Higher fiber, milk intake may impact host metabolic health i
Higher fiber and milk intake correlated with favorable circulation of tryptophan metabolites for type 2 diabetes, according to a study published in Gut.

Tryptophan can be catabolized to various metabolites through host kynurenine and microbial indole pathways. This study aimed to examine relationships of host and microbial tryptophan metabolites with incident type 2 diabetes (T2D), host genetics, diet and gut microbiota.

Researchers analyzed associations between circulating levels of 11 tryptophan metabolites and incident T2D in 9180 participants of diverse racial/ethnic backgrounds from five cohorts. We examined host genome-wide variants, dietary intake and gut microbiome associated with these metabolites.

-- Tryptophan, four kynurenine-pathway metabolites (kynurenine, kynurenate, xanthurenate and quinolinate) and indolelactate were positively associated with T2D risk, while indolepropionate was inversely associated with T2D risk.

-- They identified multiple host genetic variants, dietary factors, gut bacteria and their potential interplay associated with these T2D-relaetd metabolites.

-- Intakes of fibre-rich foods, but not protein/tryptophan-rich foods, were the dietary factors most strongly associated with tryptophan metabolites.

-- The fibre-indolepropionate association was partially explained by indolepropionate-associated gut bacteria, mostly fibre-using Firmicutes.

-- They identified a novel association between a host functional LCT variant (determining lactase persistence) and serum indolepropionate, which might be related to a host gene-diet interaction on gut Bifidobacterium, a probiotic bacterium significantly associated with indolepropionate independent of other fibre-related bacteria.

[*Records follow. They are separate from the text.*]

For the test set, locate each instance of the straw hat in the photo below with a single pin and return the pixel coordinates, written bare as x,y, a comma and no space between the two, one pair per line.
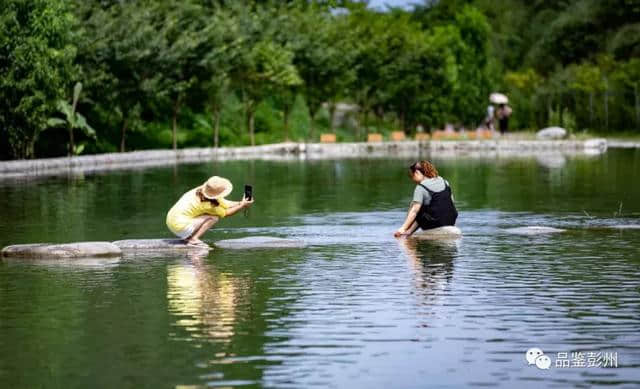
216,187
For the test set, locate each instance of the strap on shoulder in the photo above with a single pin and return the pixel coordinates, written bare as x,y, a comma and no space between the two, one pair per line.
428,190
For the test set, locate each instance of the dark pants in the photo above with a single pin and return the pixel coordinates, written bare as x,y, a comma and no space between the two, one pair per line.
504,125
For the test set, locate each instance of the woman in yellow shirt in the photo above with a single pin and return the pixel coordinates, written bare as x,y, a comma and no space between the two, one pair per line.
201,207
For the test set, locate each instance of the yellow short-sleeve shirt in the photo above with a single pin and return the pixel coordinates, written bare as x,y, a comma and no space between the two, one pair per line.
182,214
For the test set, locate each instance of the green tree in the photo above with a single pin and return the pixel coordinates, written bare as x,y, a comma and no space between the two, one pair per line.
36,55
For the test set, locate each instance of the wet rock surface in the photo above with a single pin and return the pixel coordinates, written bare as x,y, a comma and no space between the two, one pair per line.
64,250
533,230
141,245
447,232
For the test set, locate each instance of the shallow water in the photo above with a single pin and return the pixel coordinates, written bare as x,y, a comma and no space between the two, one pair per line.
356,308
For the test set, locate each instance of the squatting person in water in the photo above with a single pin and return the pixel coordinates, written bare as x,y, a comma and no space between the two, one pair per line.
432,205
201,207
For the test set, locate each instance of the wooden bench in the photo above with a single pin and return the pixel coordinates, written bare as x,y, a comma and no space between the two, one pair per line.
327,138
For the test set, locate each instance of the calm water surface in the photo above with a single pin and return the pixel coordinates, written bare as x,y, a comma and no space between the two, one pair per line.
357,308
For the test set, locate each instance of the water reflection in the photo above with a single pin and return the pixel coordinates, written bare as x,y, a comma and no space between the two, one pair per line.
202,298
432,263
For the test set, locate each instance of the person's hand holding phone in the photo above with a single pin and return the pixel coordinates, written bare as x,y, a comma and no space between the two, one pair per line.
246,203
247,199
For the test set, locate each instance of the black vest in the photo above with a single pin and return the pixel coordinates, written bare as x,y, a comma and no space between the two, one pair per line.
439,212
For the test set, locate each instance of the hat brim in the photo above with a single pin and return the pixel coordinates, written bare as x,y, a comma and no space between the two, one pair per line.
224,193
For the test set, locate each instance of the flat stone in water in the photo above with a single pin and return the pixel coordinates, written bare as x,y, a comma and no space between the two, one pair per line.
64,250
440,233
533,230
155,245
259,242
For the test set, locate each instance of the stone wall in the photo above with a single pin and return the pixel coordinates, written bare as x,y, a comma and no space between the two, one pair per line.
140,159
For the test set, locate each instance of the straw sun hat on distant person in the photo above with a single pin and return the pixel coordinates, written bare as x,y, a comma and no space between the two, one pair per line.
216,187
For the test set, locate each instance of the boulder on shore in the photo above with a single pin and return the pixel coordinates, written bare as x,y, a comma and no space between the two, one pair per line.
259,242
551,133
64,250
440,233
145,245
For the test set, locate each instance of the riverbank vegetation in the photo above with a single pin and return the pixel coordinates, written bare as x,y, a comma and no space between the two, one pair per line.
98,76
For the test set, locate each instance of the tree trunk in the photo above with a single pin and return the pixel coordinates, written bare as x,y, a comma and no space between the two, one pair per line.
591,110
332,114
176,110
251,125
606,105
216,128
365,121
286,112
124,131
72,145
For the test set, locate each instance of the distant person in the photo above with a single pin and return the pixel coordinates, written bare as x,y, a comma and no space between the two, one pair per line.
503,113
202,207
490,119
432,205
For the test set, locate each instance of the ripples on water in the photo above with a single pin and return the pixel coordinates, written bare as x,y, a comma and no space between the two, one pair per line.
360,308
357,308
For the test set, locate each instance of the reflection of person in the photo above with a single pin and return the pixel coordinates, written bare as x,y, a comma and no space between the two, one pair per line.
432,205
503,113
432,260
200,208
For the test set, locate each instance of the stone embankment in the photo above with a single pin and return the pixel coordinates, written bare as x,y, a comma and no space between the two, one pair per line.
284,151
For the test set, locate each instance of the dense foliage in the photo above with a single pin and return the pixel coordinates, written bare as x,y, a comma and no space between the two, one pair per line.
156,74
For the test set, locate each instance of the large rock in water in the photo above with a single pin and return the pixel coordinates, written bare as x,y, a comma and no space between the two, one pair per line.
259,242
440,233
551,133
146,245
64,250
533,230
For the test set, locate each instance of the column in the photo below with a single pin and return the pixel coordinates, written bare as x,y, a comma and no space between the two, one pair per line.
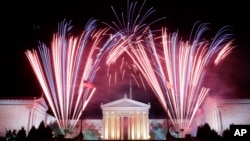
118,127
138,125
143,126
132,126
129,126
147,126
106,125
122,132
112,125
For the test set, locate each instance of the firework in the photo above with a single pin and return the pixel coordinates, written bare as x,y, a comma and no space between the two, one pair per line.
175,69
67,69
130,27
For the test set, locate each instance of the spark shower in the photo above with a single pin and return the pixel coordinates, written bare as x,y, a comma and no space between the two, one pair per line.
173,68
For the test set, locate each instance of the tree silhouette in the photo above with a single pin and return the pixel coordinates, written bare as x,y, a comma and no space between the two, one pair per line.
204,133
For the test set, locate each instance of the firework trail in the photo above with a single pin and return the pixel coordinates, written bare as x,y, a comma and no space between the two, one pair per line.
130,27
175,69
67,69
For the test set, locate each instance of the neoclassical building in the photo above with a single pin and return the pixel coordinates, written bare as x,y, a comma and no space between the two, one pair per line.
125,119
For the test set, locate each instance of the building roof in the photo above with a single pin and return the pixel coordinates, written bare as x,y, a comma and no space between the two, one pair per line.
125,104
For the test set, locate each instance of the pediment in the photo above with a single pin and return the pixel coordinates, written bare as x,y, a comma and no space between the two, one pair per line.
125,102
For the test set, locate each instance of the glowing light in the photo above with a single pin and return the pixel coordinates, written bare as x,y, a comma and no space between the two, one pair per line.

-- Higher milk intake was associated with higher levels of gut Bifidobacterium and serum indolepropionate only among genetically lactase non-persistent individuals.

Conclusively, higher milk intake among lactase non-persistent individuals, and higher fibre intake were associated with a favourable profile of circulating tryptophan metabolites for T2D, potentially through the host–microbial cross-talk shifting tryptophan metabolism toward gut microbial indolepropionate production.